The Italian player Paolo di Canio is to receive the FIFA Fair Play Award for 2001.
The FIFA Committee for Security Matters and Fair Play agreed to award Paolo di Canio for a special act of good sportsmanship in an English Premiership match last season. Faced with the possibility of scoring an easy goal, di Canio chose instead to catch the ball with his hands and thus stop the play in order to allow the injured opposing goalkeeper to be treated.
A teenage Ghanaian player, Sumaila Abdallah, will receive a FIFA Fair Play diploma for having saved the life of an opponent with the kiss of life when the latter was knocked unconscious in a local match in Ghana. Both awards will be presented on the occasion of the FIFA World Player gala in Zurich on 17 December.
Meeting in Busan under the chairmanship of Dr Antonio Matarrese (Italy), the Committee also discussed matters in connection with security at the 2002 FIFA World Cup Korea/Japan, but deferred the major part of the debate to the next day’s meeting of the FIFA Executive Committee. Security will also be the subject of a special 2002 FIFA World Cup workshop involving security experts on 2 December, after the World Cup Draw in Busan. The FIFA President, Joseph S. Blatter, pointed out that the 2002 FIFA World Cup was not the first to be held to a background of difficult security circumstances, and he spoke confidently of the event going ahead successfully as planned.
The President of the African Football Confederation, Issa Hayatou (Cameroon), reported on a number of security incidents at matches in Africa, following which CAF had introduced a series of measures to improve security on such occasions, including the delegation of security specialists to high-risk matches and increased understanding between match organisers and police authorities.

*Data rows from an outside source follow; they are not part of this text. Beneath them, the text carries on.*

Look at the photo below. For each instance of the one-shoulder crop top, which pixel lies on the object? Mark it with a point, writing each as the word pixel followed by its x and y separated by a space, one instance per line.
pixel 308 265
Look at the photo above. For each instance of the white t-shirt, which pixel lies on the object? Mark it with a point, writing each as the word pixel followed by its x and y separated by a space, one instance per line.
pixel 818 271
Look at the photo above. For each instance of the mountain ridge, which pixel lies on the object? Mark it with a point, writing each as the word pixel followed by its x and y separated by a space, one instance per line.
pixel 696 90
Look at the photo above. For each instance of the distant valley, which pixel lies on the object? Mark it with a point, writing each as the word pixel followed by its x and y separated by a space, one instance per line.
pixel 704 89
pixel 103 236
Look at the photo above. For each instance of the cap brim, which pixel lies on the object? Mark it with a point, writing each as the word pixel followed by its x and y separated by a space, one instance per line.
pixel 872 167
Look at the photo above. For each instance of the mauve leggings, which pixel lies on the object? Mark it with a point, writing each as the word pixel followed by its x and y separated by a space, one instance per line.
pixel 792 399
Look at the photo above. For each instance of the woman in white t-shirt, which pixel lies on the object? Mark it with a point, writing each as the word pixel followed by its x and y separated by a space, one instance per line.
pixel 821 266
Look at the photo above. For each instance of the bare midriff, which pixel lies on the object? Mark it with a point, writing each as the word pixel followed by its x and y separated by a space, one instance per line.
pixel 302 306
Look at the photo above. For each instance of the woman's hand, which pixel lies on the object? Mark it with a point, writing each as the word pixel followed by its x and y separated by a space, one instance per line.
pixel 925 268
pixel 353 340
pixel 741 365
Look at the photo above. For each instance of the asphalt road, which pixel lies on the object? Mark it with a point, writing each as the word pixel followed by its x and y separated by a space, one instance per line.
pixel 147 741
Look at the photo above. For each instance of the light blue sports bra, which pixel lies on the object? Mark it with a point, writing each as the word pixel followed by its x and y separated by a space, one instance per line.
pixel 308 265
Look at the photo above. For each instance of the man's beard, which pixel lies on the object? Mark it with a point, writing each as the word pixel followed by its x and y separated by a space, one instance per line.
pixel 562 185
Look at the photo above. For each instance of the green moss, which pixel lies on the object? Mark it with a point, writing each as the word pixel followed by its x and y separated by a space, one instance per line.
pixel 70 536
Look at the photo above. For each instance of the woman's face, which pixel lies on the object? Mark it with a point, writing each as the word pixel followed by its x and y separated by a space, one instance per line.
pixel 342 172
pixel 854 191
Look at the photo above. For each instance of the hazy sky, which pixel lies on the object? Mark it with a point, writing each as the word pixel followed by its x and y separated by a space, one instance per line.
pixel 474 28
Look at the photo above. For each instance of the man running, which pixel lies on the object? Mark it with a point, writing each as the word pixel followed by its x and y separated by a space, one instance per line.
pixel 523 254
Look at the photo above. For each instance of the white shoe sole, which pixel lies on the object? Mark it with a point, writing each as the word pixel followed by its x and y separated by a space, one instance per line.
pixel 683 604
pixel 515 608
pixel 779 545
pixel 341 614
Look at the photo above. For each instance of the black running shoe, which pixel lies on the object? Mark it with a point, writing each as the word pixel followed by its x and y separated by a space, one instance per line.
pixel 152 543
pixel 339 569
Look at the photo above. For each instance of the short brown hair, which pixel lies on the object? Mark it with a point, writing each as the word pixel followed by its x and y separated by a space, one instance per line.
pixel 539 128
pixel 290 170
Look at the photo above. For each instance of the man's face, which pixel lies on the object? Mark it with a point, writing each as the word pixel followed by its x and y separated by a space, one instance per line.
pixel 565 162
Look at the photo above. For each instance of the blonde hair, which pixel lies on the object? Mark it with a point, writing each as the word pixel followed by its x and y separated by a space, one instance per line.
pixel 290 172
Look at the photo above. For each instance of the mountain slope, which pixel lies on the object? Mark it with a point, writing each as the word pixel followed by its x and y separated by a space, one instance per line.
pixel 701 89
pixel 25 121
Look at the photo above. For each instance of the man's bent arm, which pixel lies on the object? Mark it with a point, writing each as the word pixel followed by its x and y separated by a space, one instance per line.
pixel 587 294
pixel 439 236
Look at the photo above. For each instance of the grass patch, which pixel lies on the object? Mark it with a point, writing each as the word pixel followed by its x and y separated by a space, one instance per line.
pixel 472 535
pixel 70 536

On behalf of UEFA, Per Omdal (Norway) spoke of the need to study more closely the obligation of players to take part in matches when they felt the background circumstances were personally threatening.
The Committee agreed that greater attention should be paid to ensuring adequate facilities for disabled people attending football matches, and heard a report on a FIFA project to promote the coaching of players with mental or physical disabilities.
Reaffirming the importance of the campaign against racism in football as highlighted during the FIFA conference on this subject last July in Buenos Aires, the Committee confirmed the date of 7 July as an annual anti-racism day in the world of football, while it was further agreed to fix the date of next year’s FIFA World Fair Play Day during the first Women’s Under-19 World Championship in Canada.